Snow falls gracefully
waltzing with the wind.
And in its midst
stands you and I
Together again,
but not for long.

Maybe if you opened your eyes,
You could see
what's right in front you you
And was always has been
I love you.
Isn't that enough?

You were everything I wanted
But somehow
We just couldn't make it be.

I've kept my eyes open this whole time
In the hopes
That I would finally glimpse
The thing called love.


(I'm not even close to being done but I don't want to drag this on too long, so I'll post them in moderation. This is all you get for now.)

Friday, January 2, 2009

For diamonds to appear to be, just like broken glass to me.

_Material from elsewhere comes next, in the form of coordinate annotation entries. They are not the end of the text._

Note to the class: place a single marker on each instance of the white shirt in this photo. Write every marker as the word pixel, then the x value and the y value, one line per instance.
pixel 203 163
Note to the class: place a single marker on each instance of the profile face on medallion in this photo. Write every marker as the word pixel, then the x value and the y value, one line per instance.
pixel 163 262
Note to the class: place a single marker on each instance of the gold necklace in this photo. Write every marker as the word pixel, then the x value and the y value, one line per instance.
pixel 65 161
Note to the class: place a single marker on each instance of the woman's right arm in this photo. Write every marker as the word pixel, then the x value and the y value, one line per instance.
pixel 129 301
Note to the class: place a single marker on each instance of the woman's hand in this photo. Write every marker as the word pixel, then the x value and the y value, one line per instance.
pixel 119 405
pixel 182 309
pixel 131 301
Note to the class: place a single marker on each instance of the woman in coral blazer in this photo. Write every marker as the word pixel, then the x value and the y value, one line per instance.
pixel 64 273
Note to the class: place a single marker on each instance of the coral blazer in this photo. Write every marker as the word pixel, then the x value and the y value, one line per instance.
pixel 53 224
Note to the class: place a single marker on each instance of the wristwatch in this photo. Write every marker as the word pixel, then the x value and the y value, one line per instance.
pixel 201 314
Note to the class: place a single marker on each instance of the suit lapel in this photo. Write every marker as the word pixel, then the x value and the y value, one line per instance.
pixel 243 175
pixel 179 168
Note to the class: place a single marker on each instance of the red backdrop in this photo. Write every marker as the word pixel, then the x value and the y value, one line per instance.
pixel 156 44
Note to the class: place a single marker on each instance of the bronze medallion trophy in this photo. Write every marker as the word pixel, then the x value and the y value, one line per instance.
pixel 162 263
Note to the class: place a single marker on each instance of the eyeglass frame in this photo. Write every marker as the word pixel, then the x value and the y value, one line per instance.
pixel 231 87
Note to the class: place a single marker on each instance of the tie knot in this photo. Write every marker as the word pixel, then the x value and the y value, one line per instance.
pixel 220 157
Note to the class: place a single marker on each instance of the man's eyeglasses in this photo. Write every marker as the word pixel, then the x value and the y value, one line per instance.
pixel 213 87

I've been lazing around for the past couple days, so i haven't really been on here. I'm sorry for that, but my new years resolution is to update this more often. One of many actually. Anyway, I'm a bit pressed for time so this one will be short. I just wanted to say Happy New Year world! have a great one. I know I'm a bit late. that's my fault. but anyway, I'm not gonna be on here for a little while, because i got my computer confiscated by my mom. Yes, i know it's sad, but I can promise you that when I'm back I'll have a couple surprises that will make it worth the wait.